If I may, I'd like to clarify a few things with different language, for those who did not study relativity yet...
The thing that limits propagation is termed 'causality', and as mentioned above, the maximum propagation rate is the speed of light c.
Think of it this way: everything everywhere in spacetime is in constant motion...
That's totally right. Motion through space and time are mutually exclusive. The stress-energy tensor's T_{00} component is "the flux of energy through time", and the momentum components are "the flux of energy through space".
Ditto, "the flux of momentum through space" can be loosely translated as "pressure", and "the flux of pressure through space" can be loosely translated as "viscosity".
My point is that the phrase "the flux of momentum through time" is kind of confusing, though not technically incorrect. Why not just say "momentum", or "the flux of energy through space"? I realize that this is largely about personal preference, so feel free to tell me to go fly a kite.
General relativity, in conjunction with special relativity, prohibits time travel by imposing the speed of light as a physical barrier. It is quantum mechanics with quantum entanglement and string theory that propose certain hypothetical workarounds for this.
Not necessarily true. Closed timelike curves and Morris-Thorne wormholes are theoretically viable options. The wormhole allows material to go from one point in space to another at apparently "faster than light" speeds because the material actually skips traveling through space. Ditto, the metric expansion of space can allow pieces of matter to carried away from each other at a rate as fast or faster than 2*c, like what happened when our universe was rapidly inflating in its youth.

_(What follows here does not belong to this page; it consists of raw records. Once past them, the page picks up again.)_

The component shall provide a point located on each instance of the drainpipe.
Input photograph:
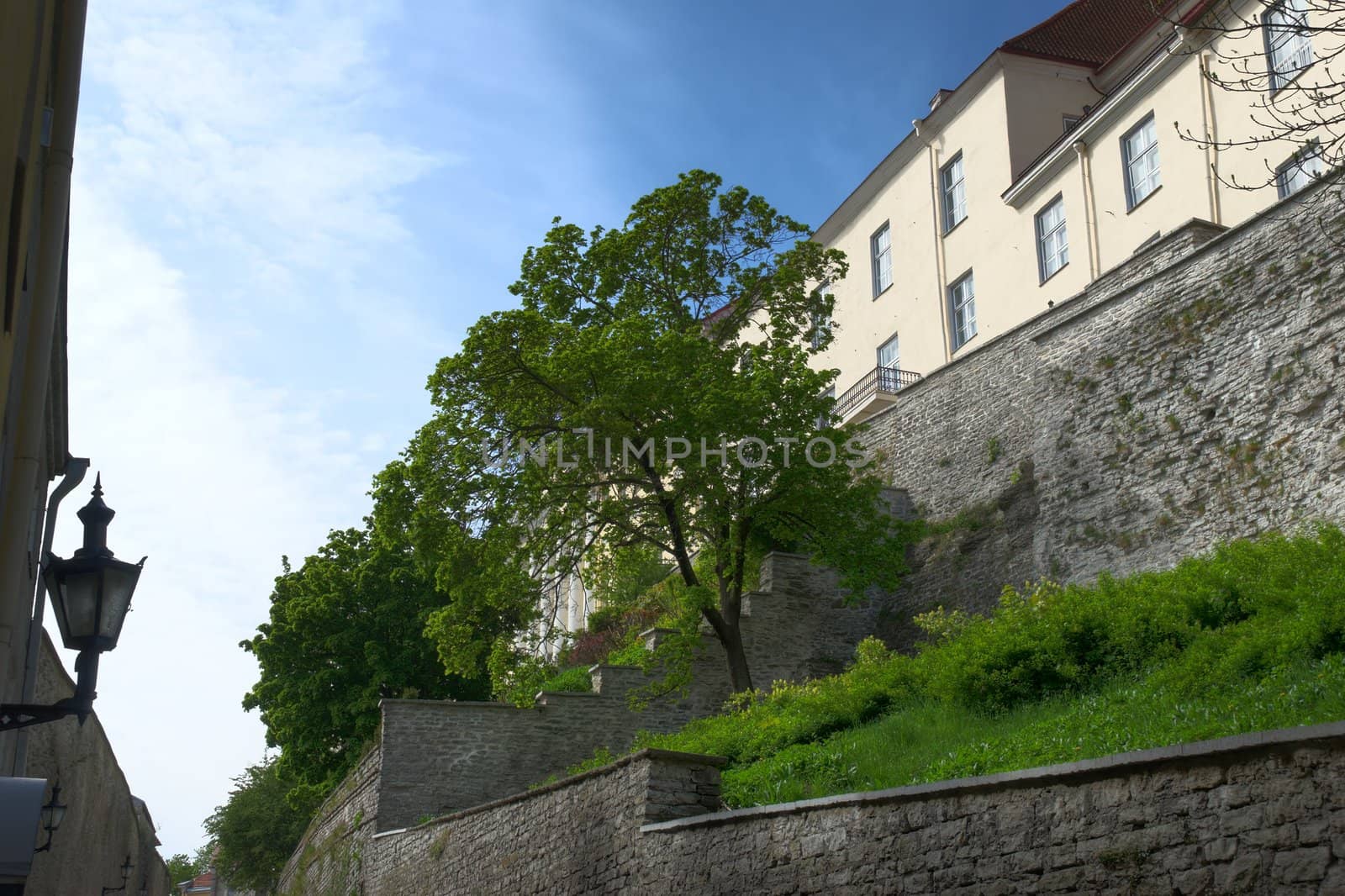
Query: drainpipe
(939, 261)
(1207, 98)
(24, 474)
(1089, 208)
(74, 474)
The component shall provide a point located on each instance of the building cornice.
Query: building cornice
(923, 131)
(1125, 98)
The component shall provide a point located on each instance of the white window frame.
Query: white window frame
(1289, 49)
(1300, 170)
(962, 311)
(820, 323)
(952, 188)
(1052, 240)
(1142, 170)
(880, 249)
(824, 419)
(896, 353)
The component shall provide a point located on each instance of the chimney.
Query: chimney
(938, 98)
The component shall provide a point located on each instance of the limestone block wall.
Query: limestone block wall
(346, 818)
(1188, 397)
(104, 822)
(440, 756)
(1257, 813)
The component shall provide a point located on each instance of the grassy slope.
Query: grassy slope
(1248, 638)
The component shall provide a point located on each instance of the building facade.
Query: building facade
(1071, 147)
(107, 835)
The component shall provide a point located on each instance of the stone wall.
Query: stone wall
(1257, 813)
(1185, 398)
(440, 756)
(104, 822)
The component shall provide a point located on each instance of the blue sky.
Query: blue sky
(286, 213)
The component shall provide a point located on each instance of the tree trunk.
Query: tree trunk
(730, 633)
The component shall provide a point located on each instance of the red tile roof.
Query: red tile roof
(1087, 31)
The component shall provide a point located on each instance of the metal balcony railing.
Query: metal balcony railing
(880, 380)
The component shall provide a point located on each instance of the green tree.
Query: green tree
(259, 828)
(692, 324)
(346, 631)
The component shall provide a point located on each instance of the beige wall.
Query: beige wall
(29, 76)
(1001, 129)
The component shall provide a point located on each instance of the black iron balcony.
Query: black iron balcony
(876, 390)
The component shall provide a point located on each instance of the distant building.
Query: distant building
(208, 884)
(1049, 165)
(107, 835)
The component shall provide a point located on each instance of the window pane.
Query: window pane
(1288, 46)
(954, 194)
(881, 260)
(1052, 245)
(888, 354)
(962, 311)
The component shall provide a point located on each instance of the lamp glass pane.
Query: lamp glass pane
(80, 593)
(119, 584)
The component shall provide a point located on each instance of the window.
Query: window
(889, 354)
(1288, 47)
(881, 250)
(1052, 241)
(1140, 151)
(962, 311)
(1301, 170)
(825, 419)
(820, 322)
(954, 194)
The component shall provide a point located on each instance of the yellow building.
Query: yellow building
(1071, 147)
(40, 53)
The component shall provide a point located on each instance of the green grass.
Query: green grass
(1248, 638)
(935, 741)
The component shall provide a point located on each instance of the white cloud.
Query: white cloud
(230, 217)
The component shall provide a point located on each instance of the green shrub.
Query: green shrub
(575, 678)
(1052, 674)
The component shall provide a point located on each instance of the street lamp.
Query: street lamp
(53, 813)
(91, 593)
(125, 876)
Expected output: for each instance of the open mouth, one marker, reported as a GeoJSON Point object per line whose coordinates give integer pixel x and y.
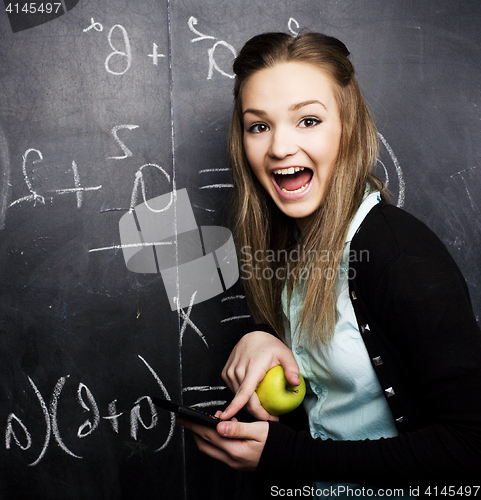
{"type": "Point", "coordinates": [293, 179]}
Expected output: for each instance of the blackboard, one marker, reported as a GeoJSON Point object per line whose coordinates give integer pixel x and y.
{"type": "Point", "coordinates": [100, 100]}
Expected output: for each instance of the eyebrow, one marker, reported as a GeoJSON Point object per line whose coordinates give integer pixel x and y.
{"type": "Point", "coordinates": [294, 107]}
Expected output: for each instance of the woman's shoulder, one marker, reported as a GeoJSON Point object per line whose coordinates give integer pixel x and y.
{"type": "Point", "coordinates": [393, 245]}
{"type": "Point", "coordinates": [388, 231]}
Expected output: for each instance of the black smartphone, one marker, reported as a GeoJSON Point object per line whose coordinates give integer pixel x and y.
{"type": "Point", "coordinates": [187, 412]}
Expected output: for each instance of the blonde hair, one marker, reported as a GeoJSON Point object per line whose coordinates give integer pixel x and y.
{"type": "Point", "coordinates": [260, 227]}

To address your time travel argumentation, accelerating to speeds faster than c would mean flipping the orange arrow across the horizontal axis, which is strictly impossible. Special relativity ensures this and general relativity is dependent on and an extension to special relativity.
True. Accelerating to c and beyond is impossible because it would require an infinite amount of energy to make it happen, but this is different than the metric expansion of space or traveling through a wormhole. I just wanted to point out that "time travel" is possible in plain-old-classic General Relativity.